The triumph of the Elizabeth Macarthur Kate Grenville has conjured up and moulded is that she is so real. She is every woman’s woman. Her reactions, her desires, her fears, her disappointments, her repulsion at her harsh husband’s ways, her joys, her satisfaction in her small and large achievements are recognisable female characteristics. These are not something found in the parched record of masculine endeavours to be discovered in the archives.

Posing urgent questions in her “note” at the start, Grenville makes clear she seeks answers to the gaps in the historical record. Elizabeth Macarthur survived and prospered but how:

How did she survive marriage to perhaps one of the most difficult men on the planet? How did she know how to run a gigantic farming enterprise, or breed fine-woolled sheep, or manage a work-force of brutalised convicts? The pluckiest Austen heroine might have been daunted.
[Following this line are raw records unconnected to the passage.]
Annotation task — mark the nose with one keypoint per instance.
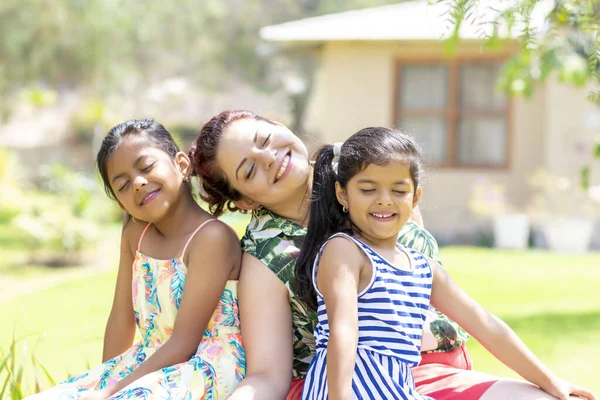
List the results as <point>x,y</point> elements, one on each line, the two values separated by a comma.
<point>384,198</point>
<point>139,182</point>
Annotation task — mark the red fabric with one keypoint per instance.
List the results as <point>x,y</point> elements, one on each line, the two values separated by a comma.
<point>443,376</point>
<point>295,392</point>
<point>458,358</point>
<point>449,376</point>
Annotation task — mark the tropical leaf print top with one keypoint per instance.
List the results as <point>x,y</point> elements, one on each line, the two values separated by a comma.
<point>277,241</point>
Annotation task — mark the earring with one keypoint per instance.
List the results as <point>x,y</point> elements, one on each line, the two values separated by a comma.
<point>255,212</point>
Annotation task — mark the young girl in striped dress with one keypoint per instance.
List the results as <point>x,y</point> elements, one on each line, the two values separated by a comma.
<point>370,293</point>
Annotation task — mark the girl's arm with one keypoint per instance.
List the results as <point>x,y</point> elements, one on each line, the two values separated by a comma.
<point>497,337</point>
<point>338,281</point>
<point>120,328</point>
<point>267,333</point>
<point>213,254</point>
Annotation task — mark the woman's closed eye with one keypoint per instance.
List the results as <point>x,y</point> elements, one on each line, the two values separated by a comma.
<point>149,167</point>
<point>267,139</point>
<point>124,186</point>
<point>250,174</point>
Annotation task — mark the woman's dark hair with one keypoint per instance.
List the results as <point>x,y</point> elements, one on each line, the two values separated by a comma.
<point>215,188</point>
<point>378,146</point>
<point>156,135</point>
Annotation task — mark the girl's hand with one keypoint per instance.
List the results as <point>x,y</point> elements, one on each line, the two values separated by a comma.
<point>562,389</point>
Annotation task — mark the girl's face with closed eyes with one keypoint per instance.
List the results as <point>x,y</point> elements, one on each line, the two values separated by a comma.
<point>263,161</point>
Any room made of leaves is a fragile place. So too is Elizabeth’s. In A Room of One’s Own, Virginia Woolf made the case for women to have their own space not only to exist in their own right in a world dominated by men but also to create and leave their mark on the world.
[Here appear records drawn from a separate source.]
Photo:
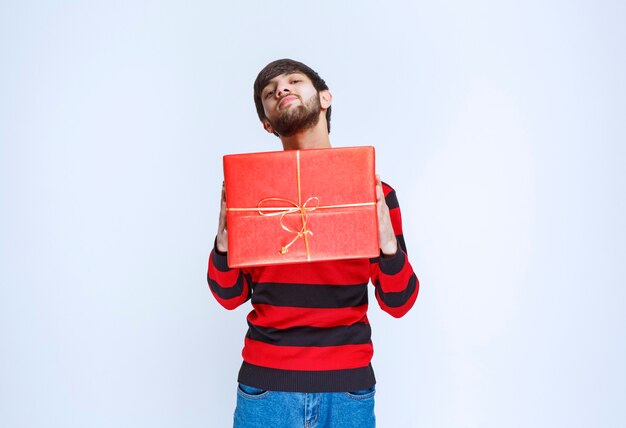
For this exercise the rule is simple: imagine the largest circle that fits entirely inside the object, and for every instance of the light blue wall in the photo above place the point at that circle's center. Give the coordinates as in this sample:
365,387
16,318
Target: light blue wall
500,124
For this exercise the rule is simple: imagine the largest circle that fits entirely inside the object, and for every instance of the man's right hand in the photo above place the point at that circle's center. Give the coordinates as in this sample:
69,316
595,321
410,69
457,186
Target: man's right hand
221,242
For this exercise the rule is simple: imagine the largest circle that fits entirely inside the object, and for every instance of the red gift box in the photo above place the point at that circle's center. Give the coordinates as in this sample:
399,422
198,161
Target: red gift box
301,205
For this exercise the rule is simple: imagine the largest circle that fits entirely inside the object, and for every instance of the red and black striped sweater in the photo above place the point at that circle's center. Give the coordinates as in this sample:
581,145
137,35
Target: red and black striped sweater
308,329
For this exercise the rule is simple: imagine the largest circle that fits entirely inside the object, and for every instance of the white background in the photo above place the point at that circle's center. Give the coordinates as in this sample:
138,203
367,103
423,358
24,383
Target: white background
499,123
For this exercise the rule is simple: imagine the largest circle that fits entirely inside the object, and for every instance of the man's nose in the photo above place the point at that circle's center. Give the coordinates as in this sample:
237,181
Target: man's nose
283,89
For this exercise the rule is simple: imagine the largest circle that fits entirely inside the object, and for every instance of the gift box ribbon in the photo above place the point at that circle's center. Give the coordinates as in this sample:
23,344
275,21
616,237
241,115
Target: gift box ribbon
311,204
In A Room Made of Leaves Elizabeth Macarthur finds her room under the harsh skies of the Sydney Cove settlement. Here, both literally and imaginatively, she comes of age. Her relationship with William Dawes shows her the way at first but, long after, Elizabeth is on her own as mistress of her destiny.

Kate Grenville is fortunate that, unlike US first lady Louisa Adams, the real Elizabeth Macarthur did not leave a mountain of documents, memoirs, diaries, letters, poems and more besides to be found two centuries later by an historian. The large gap in personal knowledge and dearth of first-hand information about Elizabeth Macarthur gives Kate Grenville the opportunity to recast her own version of that lady and what an achievement this is.
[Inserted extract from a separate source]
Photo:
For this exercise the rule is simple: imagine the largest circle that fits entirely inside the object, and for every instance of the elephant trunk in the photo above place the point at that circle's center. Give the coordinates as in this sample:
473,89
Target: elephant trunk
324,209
One of the delights in reading Kate Grenville’s novels is the way she captures the land she belongs to. And the way that land captures her characters. So, we read of Elizabeth Macarthur as she takes her first steps into this new room of leaves:

Each step revealed a new marvel: a view through the bushes of a slice of harbour rough and blue like lapis, a tree with bark of such smooth pink fleshiness that you could expect it to be warm, an overhang of rock with a fraying underside, soft as cake, that glowed yellow. The wind brought with it the salt of the ocean and the strange spicy astringency given off by the shrubs and flowers. There was an almost frightening breadth and depth and height to the place, alive with openness and the wild energy of breeze and trees and the crying gulls and the brilliant water. Alone, a speck of human in a place big enough to swallow me, I looked about with eyes that seemed open for the first time.

In A Room Made of Leaves, Kate Grenville has remade history as much as she has remade Elizabeth Macarthur. But, in the telling, Grenville has also fed our hunger for a closer, more human picture of the people who made our world.

Yet, as Kate tells us, “[L]et me remind you that you have only my word for any of this… It may appear to speak with authority, but might it be nothing more than the mischievous invention of a sly old woman?”

Anne Henderson is Deputy Director of The Sydney Institute and author of Menzies at War, which was shortlisted for the 2015 Prime Minister’s Award for Australian History.